Un événement a particulièrement retenu l'attention : peu après la visite d'Araghchi au Kremlin, le président américain Donald Trump a brusquement appelé à un cessez-le-feu et a considérablement adouci son ton envers l'Iran. Hormis quelques publications acerbes sur Truth Social, son message est devenu sensiblement plus modéré.
Avant son voyage à Moscou, M. Araghchi a souligné à Istanbul que les consultations avec la Russie étaient « stratégiques, et non protocolaires ». Il a clairement indiqué que Téhéran considérait ce partenariat comme une plateforme de coordination sécuritaire sensible, et non comme un simple protocole diplomatique.

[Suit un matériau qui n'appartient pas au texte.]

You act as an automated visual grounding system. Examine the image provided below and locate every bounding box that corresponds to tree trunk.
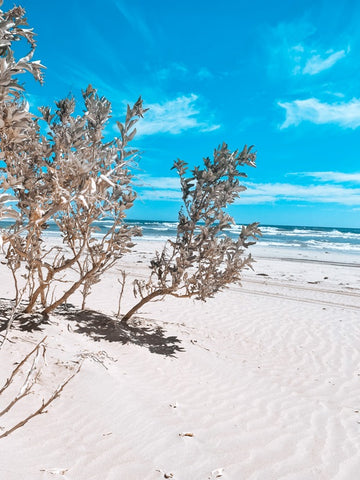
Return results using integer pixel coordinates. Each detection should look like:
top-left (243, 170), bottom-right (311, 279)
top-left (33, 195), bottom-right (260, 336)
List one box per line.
top-left (41, 264), bottom-right (100, 315)
top-left (24, 284), bottom-right (47, 313)
top-left (24, 266), bottom-right (55, 313)
top-left (121, 288), bottom-right (172, 324)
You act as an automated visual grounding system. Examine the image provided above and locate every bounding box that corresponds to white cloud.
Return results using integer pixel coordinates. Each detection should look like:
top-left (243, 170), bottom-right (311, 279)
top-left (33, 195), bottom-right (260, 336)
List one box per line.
top-left (278, 97), bottom-right (360, 129)
top-left (135, 175), bottom-right (182, 201)
top-left (266, 20), bottom-right (314, 78)
top-left (239, 182), bottom-right (360, 206)
top-left (134, 175), bottom-right (360, 207)
top-left (267, 21), bottom-right (349, 78)
top-left (138, 189), bottom-right (182, 201)
top-left (136, 94), bottom-right (220, 136)
top-left (134, 175), bottom-right (181, 202)
top-left (303, 49), bottom-right (347, 75)
top-left (290, 171), bottom-right (360, 183)
top-left (67, 62), bottom-right (219, 136)
top-left (135, 175), bottom-right (180, 190)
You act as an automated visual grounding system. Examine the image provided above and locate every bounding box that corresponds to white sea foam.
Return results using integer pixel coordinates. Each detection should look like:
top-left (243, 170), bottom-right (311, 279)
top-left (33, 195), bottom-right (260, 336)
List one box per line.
top-left (305, 240), bottom-right (360, 251)
top-left (136, 235), bottom-right (171, 242)
top-left (258, 241), bottom-right (304, 248)
top-left (4, 219), bottom-right (360, 256)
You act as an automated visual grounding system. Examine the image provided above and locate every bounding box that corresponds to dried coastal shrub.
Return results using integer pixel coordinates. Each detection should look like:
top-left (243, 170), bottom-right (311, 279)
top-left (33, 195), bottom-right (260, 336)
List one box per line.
top-left (121, 144), bottom-right (261, 322)
top-left (23, 90), bottom-right (146, 315)
top-left (0, 2), bottom-right (260, 326)
top-left (0, 4), bottom-right (146, 316)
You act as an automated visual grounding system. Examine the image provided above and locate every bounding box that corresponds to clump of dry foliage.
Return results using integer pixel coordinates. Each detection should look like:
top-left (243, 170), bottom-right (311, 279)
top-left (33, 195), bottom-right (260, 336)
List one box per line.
top-left (0, 4), bottom-right (146, 317)
top-left (0, 3), bottom-right (260, 327)
top-left (122, 145), bottom-right (260, 322)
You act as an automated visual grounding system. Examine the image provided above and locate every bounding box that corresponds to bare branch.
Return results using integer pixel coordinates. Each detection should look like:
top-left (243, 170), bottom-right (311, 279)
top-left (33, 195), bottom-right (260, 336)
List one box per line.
top-left (0, 337), bottom-right (47, 394)
top-left (0, 362), bottom-right (81, 439)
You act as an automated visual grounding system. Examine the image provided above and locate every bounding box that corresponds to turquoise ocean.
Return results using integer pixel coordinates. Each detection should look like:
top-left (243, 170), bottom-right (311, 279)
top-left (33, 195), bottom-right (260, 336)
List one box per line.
top-left (1, 220), bottom-right (360, 257)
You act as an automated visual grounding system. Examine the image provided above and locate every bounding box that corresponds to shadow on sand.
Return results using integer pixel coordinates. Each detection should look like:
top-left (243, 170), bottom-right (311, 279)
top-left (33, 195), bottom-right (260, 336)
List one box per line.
top-left (0, 299), bottom-right (184, 357)
top-left (0, 298), bottom-right (50, 333)
top-left (62, 306), bottom-right (184, 357)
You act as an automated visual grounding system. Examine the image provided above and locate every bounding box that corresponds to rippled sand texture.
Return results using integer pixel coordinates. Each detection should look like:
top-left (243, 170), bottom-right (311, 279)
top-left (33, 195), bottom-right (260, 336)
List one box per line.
top-left (0, 243), bottom-right (359, 480)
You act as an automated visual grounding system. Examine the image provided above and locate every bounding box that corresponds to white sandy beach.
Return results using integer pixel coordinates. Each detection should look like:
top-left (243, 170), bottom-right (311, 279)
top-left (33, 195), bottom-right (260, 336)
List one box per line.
top-left (0, 241), bottom-right (360, 480)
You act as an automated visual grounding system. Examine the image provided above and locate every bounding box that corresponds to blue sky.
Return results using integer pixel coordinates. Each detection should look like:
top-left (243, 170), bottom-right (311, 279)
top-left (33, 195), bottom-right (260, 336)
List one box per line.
top-left (15, 0), bottom-right (360, 227)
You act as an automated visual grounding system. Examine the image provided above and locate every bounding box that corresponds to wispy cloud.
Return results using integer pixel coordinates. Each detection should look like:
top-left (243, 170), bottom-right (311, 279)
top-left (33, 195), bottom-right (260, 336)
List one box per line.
top-left (278, 97), bottom-right (360, 129)
top-left (156, 63), bottom-right (189, 81)
top-left (290, 171), bottom-right (360, 183)
top-left (65, 62), bottom-right (220, 136)
top-left (136, 94), bottom-right (220, 136)
top-left (134, 175), bottom-right (360, 207)
top-left (266, 20), bottom-right (314, 77)
top-left (139, 189), bottom-right (182, 201)
top-left (154, 63), bottom-right (214, 83)
top-left (302, 48), bottom-right (348, 75)
top-left (239, 182), bottom-right (360, 206)
top-left (267, 20), bottom-right (349, 77)
top-left (64, 63), bottom-right (127, 103)
top-left (115, 0), bottom-right (153, 45)
top-left (197, 67), bottom-right (213, 80)
top-left (134, 175), bottom-right (181, 202)
top-left (135, 175), bottom-right (180, 190)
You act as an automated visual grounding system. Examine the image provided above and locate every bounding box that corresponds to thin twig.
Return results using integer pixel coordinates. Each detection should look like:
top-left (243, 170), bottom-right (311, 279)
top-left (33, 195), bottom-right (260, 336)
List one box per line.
top-left (116, 271), bottom-right (126, 318)
top-left (0, 279), bottom-right (30, 349)
top-left (0, 362), bottom-right (82, 439)
top-left (0, 337), bottom-right (47, 395)
top-left (0, 343), bottom-right (45, 417)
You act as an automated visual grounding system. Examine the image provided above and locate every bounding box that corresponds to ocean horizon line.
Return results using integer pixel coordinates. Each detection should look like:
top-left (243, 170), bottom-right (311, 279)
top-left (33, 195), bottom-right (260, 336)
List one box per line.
top-left (1, 217), bottom-right (360, 231)
top-left (126, 219), bottom-right (360, 231)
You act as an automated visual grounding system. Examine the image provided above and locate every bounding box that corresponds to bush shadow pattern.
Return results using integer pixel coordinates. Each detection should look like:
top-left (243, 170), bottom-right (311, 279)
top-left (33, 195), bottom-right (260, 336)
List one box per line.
top-left (59, 305), bottom-right (184, 357)
top-left (0, 300), bottom-right (183, 357)
top-left (0, 298), bottom-right (50, 333)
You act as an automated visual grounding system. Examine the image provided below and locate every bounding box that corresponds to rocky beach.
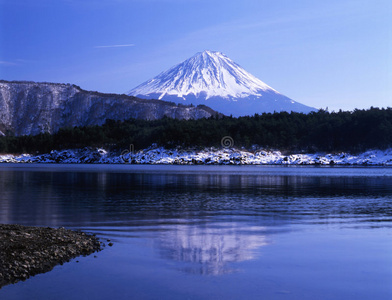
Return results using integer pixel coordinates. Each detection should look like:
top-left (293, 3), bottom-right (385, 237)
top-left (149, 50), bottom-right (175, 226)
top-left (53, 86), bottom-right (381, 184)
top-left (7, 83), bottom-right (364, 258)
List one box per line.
top-left (0, 224), bottom-right (102, 289)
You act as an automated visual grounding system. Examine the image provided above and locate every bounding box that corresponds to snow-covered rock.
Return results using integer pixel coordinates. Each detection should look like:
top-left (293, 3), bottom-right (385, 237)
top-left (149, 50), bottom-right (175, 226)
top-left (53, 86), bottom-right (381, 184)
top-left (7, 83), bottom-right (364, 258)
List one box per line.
top-left (128, 50), bottom-right (316, 117)
top-left (1, 147), bottom-right (392, 166)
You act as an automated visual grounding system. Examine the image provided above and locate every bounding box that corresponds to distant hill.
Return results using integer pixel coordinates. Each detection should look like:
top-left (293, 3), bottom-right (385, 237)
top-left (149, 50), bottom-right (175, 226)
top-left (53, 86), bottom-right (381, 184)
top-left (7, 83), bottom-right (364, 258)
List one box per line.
top-left (0, 80), bottom-right (219, 136)
top-left (1, 107), bottom-right (392, 155)
top-left (128, 50), bottom-right (316, 117)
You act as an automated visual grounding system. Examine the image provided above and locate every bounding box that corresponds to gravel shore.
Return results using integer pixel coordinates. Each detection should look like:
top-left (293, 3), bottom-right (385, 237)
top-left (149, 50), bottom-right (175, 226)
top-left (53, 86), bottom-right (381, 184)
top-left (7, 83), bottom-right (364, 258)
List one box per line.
top-left (0, 224), bottom-right (102, 288)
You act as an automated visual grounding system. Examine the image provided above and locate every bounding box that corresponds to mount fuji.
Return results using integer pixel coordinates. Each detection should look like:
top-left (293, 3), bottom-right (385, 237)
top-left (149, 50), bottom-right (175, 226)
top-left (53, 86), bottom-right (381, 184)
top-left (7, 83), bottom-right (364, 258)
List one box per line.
top-left (128, 51), bottom-right (316, 117)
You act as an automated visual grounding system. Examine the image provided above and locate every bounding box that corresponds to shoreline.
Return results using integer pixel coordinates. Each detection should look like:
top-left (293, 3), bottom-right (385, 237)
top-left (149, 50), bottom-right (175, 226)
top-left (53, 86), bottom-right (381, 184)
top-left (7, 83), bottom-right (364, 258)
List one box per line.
top-left (0, 224), bottom-right (102, 289)
top-left (1, 147), bottom-right (392, 166)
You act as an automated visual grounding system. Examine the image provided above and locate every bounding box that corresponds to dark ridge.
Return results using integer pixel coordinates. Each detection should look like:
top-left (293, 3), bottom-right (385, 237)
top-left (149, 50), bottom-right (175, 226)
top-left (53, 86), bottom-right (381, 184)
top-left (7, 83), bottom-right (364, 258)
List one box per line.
top-left (1, 107), bottom-right (391, 154)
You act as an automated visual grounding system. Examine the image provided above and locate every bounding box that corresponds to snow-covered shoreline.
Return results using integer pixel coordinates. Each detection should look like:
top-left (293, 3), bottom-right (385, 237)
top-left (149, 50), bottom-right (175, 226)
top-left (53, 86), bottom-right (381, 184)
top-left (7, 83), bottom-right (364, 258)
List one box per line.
top-left (1, 147), bottom-right (392, 166)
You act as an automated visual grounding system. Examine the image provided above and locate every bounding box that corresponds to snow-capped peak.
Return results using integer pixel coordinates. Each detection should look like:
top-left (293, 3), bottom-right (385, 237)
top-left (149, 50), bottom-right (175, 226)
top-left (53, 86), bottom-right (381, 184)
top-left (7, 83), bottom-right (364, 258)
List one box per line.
top-left (128, 50), bottom-right (277, 100)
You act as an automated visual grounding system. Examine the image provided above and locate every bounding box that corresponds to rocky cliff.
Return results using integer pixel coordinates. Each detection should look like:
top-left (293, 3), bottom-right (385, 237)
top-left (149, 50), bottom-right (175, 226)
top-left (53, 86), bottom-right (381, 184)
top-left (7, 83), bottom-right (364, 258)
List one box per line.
top-left (0, 80), bottom-right (218, 136)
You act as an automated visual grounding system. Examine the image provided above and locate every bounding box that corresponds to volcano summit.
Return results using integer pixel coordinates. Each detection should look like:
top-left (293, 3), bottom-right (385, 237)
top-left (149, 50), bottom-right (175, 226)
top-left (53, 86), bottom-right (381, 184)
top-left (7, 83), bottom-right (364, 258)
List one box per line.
top-left (128, 51), bottom-right (316, 116)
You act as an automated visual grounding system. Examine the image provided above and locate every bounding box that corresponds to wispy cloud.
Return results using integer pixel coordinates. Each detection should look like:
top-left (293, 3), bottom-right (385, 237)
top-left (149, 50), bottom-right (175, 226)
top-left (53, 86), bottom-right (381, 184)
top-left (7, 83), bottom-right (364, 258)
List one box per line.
top-left (15, 59), bottom-right (32, 63)
top-left (94, 44), bottom-right (135, 49)
top-left (0, 59), bottom-right (36, 66)
top-left (0, 61), bottom-right (18, 66)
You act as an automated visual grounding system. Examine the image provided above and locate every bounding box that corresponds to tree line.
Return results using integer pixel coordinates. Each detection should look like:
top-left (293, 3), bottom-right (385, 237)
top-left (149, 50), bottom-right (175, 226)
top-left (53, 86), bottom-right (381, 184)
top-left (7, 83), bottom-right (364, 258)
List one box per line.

Coïncidence ou non, le changement de discours américain suggère que l'influence de Moscou a pu discrètement façonner la trajectoire des événements. Après tout, la Russie est l'une des rares parties à avoir des lignes de communication ouvertes avec Téhéran et Tel-Aviv. Il est tout à fait possible que le Kremlin ait agi comme intermédiaire en coulisses, assurant au moins une pause dans les hostilités.
Conclusion
La Russie demeure un acteur calculateur mais influent au Moyen-Orient. Les allégations selon lesquelles Moscou n'aurait pas tenu tête à l'Iran sont spéculatives et largement infondées politiquement et juridiquement. La Russie offre solidarité, coordination et influence, et non un soutien inconditionnel à l'escalade.
Et dans une région où les mots comptent autant que les missiles, un subtil changement de langage de la part de Washington, coïncidant avec des discussions discrètes au Kremlin, pourrait être plus révélateur que n'importe quel communiqué de presse. Après tout, la diplomatie se déroule souvent loin des caméras.